How to Adopt in West Virginia
West Virginia is home to many families seeking adoption opportunities and resources to begin their journey. Whether you are looking to adopt, looking to place your child for adoption, or searching for information about home studies and where to begin the process, the following information will be your guide to all things adoption in West Virginia.
What you need to know about adopting a baby in West Virginia
To get started on your adoption journey, it is important to understand some of the fundamental aspects and frequently asked questions about the process. Here are a few things to know when considering adoption in West Virginia.
What are the laws and requirements for adopting a baby in West Virginia?
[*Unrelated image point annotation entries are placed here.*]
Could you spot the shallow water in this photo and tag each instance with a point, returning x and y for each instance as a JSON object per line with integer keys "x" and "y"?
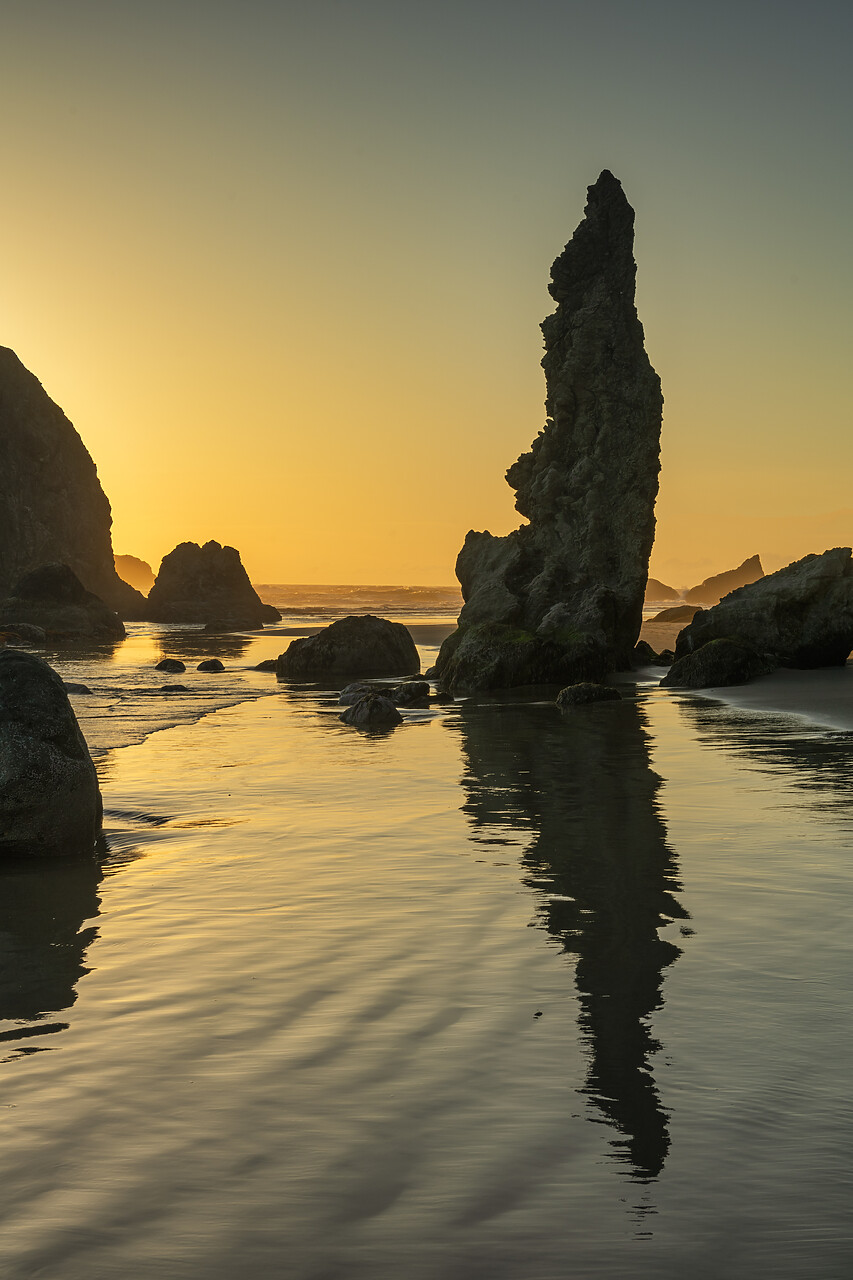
{"x": 500, "y": 993}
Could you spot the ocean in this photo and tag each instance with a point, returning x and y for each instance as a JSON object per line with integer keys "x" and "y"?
{"x": 500, "y": 993}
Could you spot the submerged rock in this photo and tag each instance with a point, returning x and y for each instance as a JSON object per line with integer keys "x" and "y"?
{"x": 53, "y": 508}
{"x": 716, "y": 664}
{"x": 208, "y": 584}
{"x": 712, "y": 589}
{"x": 50, "y": 803}
{"x": 584, "y": 694}
{"x": 372, "y": 711}
{"x": 575, "y": 576}
{"x": 51, "y": 598}
{"x": 802, "y": 616}
{"x": 359, "y": 645}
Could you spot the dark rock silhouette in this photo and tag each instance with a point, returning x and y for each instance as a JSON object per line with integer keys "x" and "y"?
{"x": 138, "y": 574}
{"x": 54, "y": 599}
{"x": 712, "y": 589}
{"x": 206, "y": 584}
{"x": 359, "y": 645}
{"x": 801, "y": 616}
{"x": 372, "y": 711}
{"x": 574, "y": 579}
{"x": 51, "y": 503}
{"x": 50, "y": 803}
{"x": 716, "y": 664}
{"x": 582, "y": 795}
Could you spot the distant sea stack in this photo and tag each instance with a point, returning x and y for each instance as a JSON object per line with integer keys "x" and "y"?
{"x": 53, "y": 508}
{"x": 714, "y": 589}
{"x": 138, "y": 574}
{"x": 561, "y": 598}
{"x": 206, "y": 584}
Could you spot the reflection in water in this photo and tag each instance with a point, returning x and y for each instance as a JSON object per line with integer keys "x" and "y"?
{"x": 583, "y": 787}
{"x": 42, "y": 944}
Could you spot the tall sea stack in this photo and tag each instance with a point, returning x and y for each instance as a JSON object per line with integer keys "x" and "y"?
{"x": 561, "y": 598}
{"x": 53, "y": 508}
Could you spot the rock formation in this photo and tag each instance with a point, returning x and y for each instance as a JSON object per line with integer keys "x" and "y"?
{"x": 51, "y": 503}
{"x": 359, "y": 645}
{"x": 138, "y": 574}
{"x": 206, "y": 584}
{"x": 50, "y": 803}
{"x": 802, "y": 616}
{"x": 54, "y": 599}
{"x": 712, "y": 589}
{"x": 573, "y": 580}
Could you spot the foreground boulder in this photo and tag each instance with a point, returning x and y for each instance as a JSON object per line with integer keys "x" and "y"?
{"x": 575, "y": 575}
{"x": 712, "y": 589}
{"x": 716, "y": 664}
{"x": 50, "y": 803}
{"x": 53, "y": 508}
{"x": 372, "y": 711}
{"x": 359, "y": 645}
{"x": 802, "y": 616}
{"x": 206, "y": 584}
{"x": 54, "y": 599}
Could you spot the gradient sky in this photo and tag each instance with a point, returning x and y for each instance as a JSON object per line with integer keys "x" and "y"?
{"x": 283, "y": 265}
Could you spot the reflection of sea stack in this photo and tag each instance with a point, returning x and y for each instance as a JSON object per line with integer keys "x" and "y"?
{"x": 51, "y": 503}
{"x": 585, "y": 787}
{"x": 574, "y": 579}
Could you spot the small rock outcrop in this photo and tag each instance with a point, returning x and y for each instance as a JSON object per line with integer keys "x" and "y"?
{"x": 53, "y": 508}
{"x": 584, "y": 694}
{"x": 50, "y": 804}
{"x": 372, "y": 711}
{"x": 801, "y": 616}
{"x": 206, "y": 584}
{"x": 138, "y": 574}
{"x": 54, "y": 599}
{"x": 574, "y": 577}
{"x": 712, "y": 589}
{"x": 716, "y": 664}
{"x": 359, "y": 645}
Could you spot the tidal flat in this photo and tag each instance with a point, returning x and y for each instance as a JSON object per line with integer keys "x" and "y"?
{"x": 500, "y": 993}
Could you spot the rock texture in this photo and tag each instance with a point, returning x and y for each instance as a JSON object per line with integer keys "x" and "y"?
{"x": 802, "y": 616}
{"x": 54, "y": 599}
{"x": 712, "y": 589}
{"x": 359, "y": 645}
{"x": 136, "y": 572}
{"x": 50, "y": 803}
{"x": 575, "y": 576}
{"x": 51, "y": 503}
{"x": 206, "y": 584}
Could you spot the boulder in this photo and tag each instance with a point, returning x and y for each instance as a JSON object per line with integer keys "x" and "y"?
{"x": 50, "y": 803}
{"x": 359, "y": 645}
{"x": 372, "y": 711}
{"x": 584, "y": 694}
{"x": 138, "y": 574}
{"x": 206, "y": 584}
{"x": 802, "y": 616}
{"x": 588, "y": 485}
{"x": 716, "y": 664}
{"x": 712, "y": 589}
{"x": 53, "y": 508}
{"x": 54, "y": 599}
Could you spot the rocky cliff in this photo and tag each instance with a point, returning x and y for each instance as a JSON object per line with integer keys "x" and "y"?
{"x": 51, "y": 503}
{"x": 574, "y": 579}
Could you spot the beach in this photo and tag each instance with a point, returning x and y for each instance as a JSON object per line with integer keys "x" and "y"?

- Completed preservice training
- Medical records showing they are in good health, free of communicable diseases, and have had a tuberculin risk assessment or skin test
- Sufficient income and financial resources to support the child
How much does it cost to adopt a baby in West Virginia?
- Legal and agency fees
- Medical and hospital bills from the Birth Mother in relation to the pregnancy, birth and adoption
- Any other fees authorized in court
How do you become a Foster Parent in West Virginia?
- Complete pre-service training
- Complete a home study
- Prove you have sufficient income to support a child
- Pass a criminal background check, child abuse and neglect history check, and a DMV check
- Be in good mental and physical health
- Have a stable family relationship
What is a facilitator and is it legal to use their services for adoption in West Virginia?
An adoption facilitator specializes in matching prospective Adoptive Families with expectant mothers; however, they are usually unlicensed and unregulated.
In West Virginia, any unlicensed person or agency who facilitates an adoption in exchange for money, services, or other valuables is guilty of a felony offense.
Click here to read about the difference between adoption agencies, attorneys, and facilitators.
What you need to know about placing your baby for adoption in West Virginia
If you are considering placing your child for adoption, understanding how the adoption process works as well as knowing your rights may relieve some of your worry. Here are a few things to know when considering adoption for your child in West Virginia.
Who must consent to an adoption in West Virginia?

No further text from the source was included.